Investors with longer horizons say they’re hanging on in a market fraught with short-term moves, where pessimism begets pessimism and professional speculators have taken over. Meanwhile, debate rages about whether the stock swoon signals a recession, even as signs of weakness in the world’s largest economy remain subdued. Like Joy, other fund managers say the volatility is creating bargains.
On Thursday morning, Eaton Vance Corp. was buying shares of investment banks and consumer-discretionary companies, said Eddie Perkin, who helps oversee $311 billion as chief equity investment officer in Boston. Indexes tracking those stocks in the Standard & Poor’s 500 Index have fallen at least 12 percent this year, as valuations in the broader gauge have slumped to the lowest level since October 2014.

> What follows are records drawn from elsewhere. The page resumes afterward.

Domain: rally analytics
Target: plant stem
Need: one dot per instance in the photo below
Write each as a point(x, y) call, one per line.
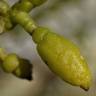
point(24, 20)
point(27, 5)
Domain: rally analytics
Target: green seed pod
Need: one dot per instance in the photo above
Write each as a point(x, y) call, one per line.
point(62, 57)
point(10, 63)
point(24, 70)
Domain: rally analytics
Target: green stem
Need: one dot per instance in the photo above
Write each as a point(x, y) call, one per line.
point(23, 5)
point(4, 8)
point(24, 20)
point(27, 5)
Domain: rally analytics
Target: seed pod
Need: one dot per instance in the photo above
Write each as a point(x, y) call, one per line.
point(24, 70)
point(10, 63)
point(62, 57)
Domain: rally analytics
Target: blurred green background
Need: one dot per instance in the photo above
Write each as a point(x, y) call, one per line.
point(74, 19)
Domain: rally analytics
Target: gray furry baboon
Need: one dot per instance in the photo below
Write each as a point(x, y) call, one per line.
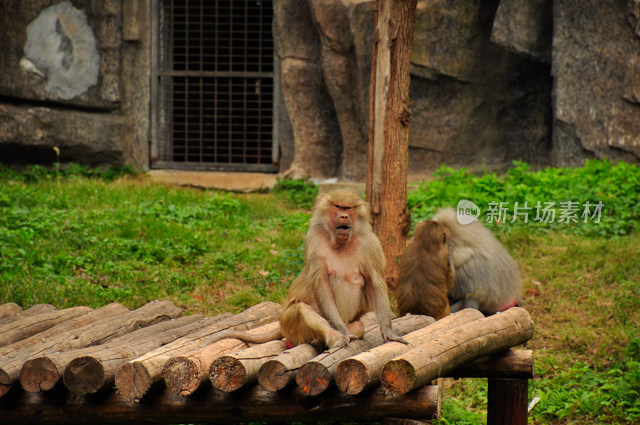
point(486, 276)
point(426, 274)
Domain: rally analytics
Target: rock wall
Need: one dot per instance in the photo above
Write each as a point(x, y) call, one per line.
point(548, 82)
point(69, 79)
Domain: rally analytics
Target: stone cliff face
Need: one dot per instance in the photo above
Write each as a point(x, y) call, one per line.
point(548, 82)
point(71, 78)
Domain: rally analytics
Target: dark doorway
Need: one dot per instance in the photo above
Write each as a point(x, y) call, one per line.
point(214, 88)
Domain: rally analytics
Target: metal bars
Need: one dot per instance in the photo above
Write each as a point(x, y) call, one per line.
point(216, 84)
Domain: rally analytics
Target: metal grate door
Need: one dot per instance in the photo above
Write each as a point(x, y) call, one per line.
point(215, 85)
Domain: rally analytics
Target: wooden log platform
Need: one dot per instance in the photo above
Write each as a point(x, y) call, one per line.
point(152, 343)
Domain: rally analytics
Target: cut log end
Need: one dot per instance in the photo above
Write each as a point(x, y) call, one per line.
point(181, 375)
point(351, 376)
point(132, 381)
point(39, 374)
point(398, 377)
point(227, 374)
point(313, 378)
point(84, 375)
point(275, 376)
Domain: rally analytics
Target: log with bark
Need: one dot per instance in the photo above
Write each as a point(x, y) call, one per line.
point(92, 368)
point(106, 312)
point(362, 371)
point(254, 404)
point(315, 375)
point(33, 310)
point(136, 377)
point(9, 309)
point(510, 364)
point(280, 371)
point(32, 325)
point(236, 370)
point(96, 333)
point(389, 150)
point(441, 355)
point(184, 374)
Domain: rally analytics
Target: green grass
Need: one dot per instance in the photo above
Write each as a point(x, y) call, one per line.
point(74, 236)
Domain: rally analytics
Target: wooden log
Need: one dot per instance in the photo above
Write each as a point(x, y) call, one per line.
point(254, 404)
point(93, 334)
point(440, 356)
point(33, 310)
point(106, 312)
point(315, 375)
point(233, 371)
point(507, 401)
point(93, 372)
point(510, 364)
point(95, 366)
point(184, 374)
point(280, 371)
point(135, 378)
point(362, 371)
point(32, 325)
point(387, 189)
point(9, 309)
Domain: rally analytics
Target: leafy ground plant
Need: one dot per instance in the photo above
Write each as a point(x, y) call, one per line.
point(89, 238)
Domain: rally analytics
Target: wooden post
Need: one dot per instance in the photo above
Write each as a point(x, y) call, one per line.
point(389, 119)
point(507, 401)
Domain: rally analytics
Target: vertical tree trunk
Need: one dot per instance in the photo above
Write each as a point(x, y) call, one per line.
point(389, 126)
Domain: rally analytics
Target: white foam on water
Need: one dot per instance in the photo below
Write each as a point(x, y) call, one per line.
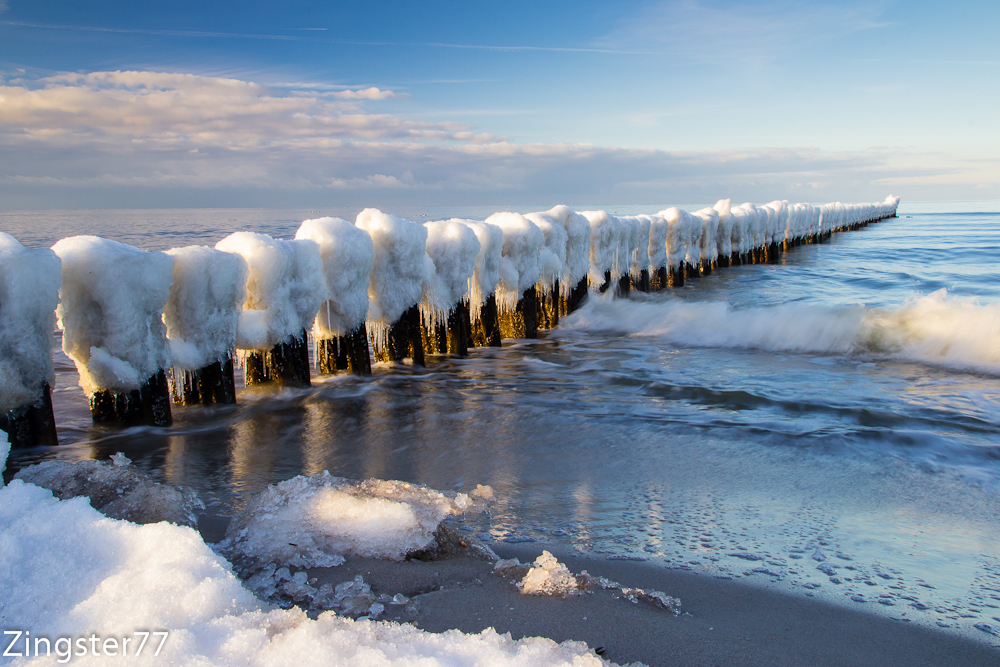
point(348, 255)
point(69, 572)
point(111, 305)
point(937, 328)
point(29, 293)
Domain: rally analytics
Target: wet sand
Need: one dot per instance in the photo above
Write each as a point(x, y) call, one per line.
point(724, 622)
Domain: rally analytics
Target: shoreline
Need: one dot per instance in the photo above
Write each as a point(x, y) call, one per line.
point(722, 622)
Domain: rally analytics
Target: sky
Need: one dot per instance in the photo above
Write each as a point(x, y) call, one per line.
point(113, 104)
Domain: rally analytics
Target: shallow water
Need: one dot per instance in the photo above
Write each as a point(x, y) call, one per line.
point(829, 424)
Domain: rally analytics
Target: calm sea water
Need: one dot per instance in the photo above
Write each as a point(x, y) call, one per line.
point(829, 424)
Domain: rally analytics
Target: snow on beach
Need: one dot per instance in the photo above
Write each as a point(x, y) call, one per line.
point(72, 572)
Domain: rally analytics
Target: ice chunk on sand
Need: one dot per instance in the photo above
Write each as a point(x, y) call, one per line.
point(315, 521)
point(548, 577)
point(486, 277)
point(454, 248)
point(111, 305)
point(116, 489)
point(71, 571)
point(401, 271)
point(29, 293)
point(284, 288)
point(348, 255)
point(203, 310)
point(519, 268)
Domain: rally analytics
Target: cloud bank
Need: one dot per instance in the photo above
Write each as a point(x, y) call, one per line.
point(135, 139)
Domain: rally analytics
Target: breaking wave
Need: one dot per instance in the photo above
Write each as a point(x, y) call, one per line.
point(938, 329)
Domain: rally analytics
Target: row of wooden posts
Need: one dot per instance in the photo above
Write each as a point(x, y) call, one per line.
point(288, 364)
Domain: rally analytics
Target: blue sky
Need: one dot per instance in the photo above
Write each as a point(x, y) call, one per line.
point(124, 104)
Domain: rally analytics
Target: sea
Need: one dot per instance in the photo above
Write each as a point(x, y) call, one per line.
point(827, 425)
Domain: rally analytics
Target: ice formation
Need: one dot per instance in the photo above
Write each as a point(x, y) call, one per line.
point(29, 293)
point(605, 235)
point(111, 305)
point(348, 254)
point(548, 576)
point(70, 572)
point(284, 288)
point(454, 248)
point(203, 310)
point(552, 258)
point(402, 268)
point(316, 521)
point(116, 489)
point(486, 276)
point(519, 267)
point(677, 235)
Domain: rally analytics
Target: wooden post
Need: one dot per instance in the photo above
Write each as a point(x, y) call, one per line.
point(345, 353)
point(404, 339)
point(215, 383)
point(486, 330)
point(575, 299)
point(522, 322)
point(548, 309)
point(286, 364)
point(148, 405)
point(32, 425)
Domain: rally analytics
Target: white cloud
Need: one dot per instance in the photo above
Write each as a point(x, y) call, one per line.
point(120, 138)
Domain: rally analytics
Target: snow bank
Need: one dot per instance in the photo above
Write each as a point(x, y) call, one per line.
point(552, 257)
point(69, 571)
point(402, 268)
point(29, 294)
point(116, 489)
point(519, 268)
point(486, 276)
point(203, 310)
point(454, 249)
point(348, 255)
point(284, 288)
point(111, 304)
point(605, 235)
point(316, 521)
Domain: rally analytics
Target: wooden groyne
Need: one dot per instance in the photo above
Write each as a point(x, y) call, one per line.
point(147, 327)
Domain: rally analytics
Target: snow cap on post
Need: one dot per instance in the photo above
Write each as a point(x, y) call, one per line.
point(111, 305)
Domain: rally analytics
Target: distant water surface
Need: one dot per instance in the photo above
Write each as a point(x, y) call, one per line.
point(829, 424)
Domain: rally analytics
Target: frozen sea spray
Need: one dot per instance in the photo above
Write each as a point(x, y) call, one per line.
point(111, 305)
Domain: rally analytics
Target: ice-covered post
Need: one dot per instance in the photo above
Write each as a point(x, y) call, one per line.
point(201, 315)
point(657, 252)
point(401, 271)
point(340, 336)
point(284, 290)
point(677, 236)
point(29, 292)
point(605, 235)
point(111, 312)
point(551, 264)
point(484, 319)
point(453, 247)
point(519, 271)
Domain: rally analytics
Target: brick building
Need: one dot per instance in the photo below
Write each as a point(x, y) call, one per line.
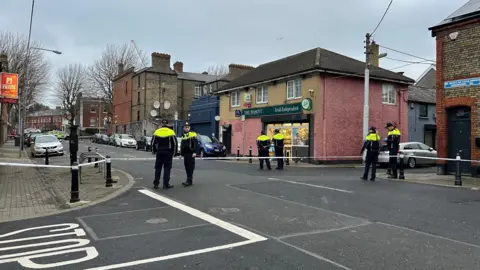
point(458, 87)
point(92, 114)
point(46, 120)
point(312, 97)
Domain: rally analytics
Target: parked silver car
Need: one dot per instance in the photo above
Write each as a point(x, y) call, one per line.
point(413, 151)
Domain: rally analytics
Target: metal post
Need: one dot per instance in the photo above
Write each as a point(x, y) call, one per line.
point(46, 157)
point(367, 86)
point(96, 158)
point(401, 175)
point(458, 174)
point(74, 194)
point(108, 178)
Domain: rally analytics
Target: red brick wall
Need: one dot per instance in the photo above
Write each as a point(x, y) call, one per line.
point(122, 100)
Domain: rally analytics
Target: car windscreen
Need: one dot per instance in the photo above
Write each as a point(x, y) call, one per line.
point(45, 139)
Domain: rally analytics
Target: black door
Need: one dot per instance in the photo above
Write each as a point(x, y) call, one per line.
point(459, 137)
point(227, 137)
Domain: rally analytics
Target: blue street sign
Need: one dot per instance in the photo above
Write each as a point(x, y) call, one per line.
point(462, 83)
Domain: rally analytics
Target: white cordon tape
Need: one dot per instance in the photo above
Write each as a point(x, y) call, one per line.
point(406, 157)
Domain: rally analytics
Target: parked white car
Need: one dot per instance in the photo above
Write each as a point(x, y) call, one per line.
point(125, 140)
point(43, 143)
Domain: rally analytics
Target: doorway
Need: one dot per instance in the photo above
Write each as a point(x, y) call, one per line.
point(227, 137)
point(459, 137)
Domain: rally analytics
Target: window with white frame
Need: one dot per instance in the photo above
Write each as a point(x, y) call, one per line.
point(294, 89)
point(389, 94)
point(235, 99)
point(261, 95)
point(198, 91)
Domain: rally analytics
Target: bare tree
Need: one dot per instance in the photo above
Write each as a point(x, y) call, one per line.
point(15, 47)
point(70, 81)
point(102, 72)
point(218, 70)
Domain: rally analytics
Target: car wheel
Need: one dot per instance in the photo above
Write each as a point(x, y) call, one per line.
point(412, 163)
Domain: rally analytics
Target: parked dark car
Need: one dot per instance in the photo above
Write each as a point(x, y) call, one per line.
point(210, 146)
point(145, 143)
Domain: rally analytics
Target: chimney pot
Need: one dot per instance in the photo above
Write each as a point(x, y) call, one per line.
point(178, 67)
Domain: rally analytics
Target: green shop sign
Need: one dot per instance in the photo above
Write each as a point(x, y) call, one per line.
point(293, 108)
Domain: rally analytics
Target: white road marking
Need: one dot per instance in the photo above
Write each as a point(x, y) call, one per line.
point(204, 216)
point(174, 256)
point(311, 185)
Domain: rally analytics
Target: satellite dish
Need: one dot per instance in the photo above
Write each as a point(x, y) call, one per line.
point(166, 105)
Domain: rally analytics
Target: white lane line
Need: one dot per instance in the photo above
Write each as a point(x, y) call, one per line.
point(311, 185)
point(204, 216)
point(173, 256)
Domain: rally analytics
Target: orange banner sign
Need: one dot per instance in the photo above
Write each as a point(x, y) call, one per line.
point(8, 85)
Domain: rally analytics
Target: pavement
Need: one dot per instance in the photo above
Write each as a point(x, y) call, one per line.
point(27, 192)
point(239, 217)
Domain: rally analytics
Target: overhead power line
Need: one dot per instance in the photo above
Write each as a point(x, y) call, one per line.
point(381, 20)
point(406, 53)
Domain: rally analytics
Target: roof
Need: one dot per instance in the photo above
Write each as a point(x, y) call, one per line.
point(428, 79)
point(317, 59)
point(422, 95)
point(196, 76)
point(468, 11)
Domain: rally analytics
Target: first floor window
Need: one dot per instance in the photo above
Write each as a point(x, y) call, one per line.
point(389, 94)
point(235, 99)
point(262, 95)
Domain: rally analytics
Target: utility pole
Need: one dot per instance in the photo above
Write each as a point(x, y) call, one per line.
point(367, 84)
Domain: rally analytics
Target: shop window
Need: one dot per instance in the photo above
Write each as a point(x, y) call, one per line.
point(262, 95)
point(294, 89)
point(235, 99)
point(423, 108)
point(389, 94)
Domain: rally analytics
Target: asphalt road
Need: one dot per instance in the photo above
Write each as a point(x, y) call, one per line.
point(238, 217)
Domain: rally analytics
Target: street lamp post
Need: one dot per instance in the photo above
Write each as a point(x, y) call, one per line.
point(22, 99)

“You have to avoid the temptation to become paralyzed,” he said. “You’ve got to have an independent judgment that you’ve formed from doing deep analysis on these companies and then have the courage and your convictions to act in the face of other people’s panic.”
Whether it’s panic or positioning, much of the volatility is being caused by hedge funds, according to Brian Rauscher, chief portfolio strategist at Robert W Baird & Co in New York.
“This selling certainly isn’t coming from long-only accounts,” Rauscher said. “What’s driven the market is the hedge fund people that drive it up one day and down the next -- they shoot first and ask questions later.”
Companies with the highest portion of hedge fund ownership have borne the brunt of selling this week, according to data compiled by Bloomberg. The 600 companies in the Russell 3000 index most owned by hedge funds are down an average 6.1 percent this week, compared with a decline of 3.3 percent for those with the least.
Selling by hedge funds, particularly deleveraging by long-short managers, was cited among the main risks for stocks mentioned in a note Thursday from Marko Kolanovic, the head of global quantitative and derivatives strategy for JPMorgan Chase & Co. He also cited sales by pension and wealth funds and retail investors.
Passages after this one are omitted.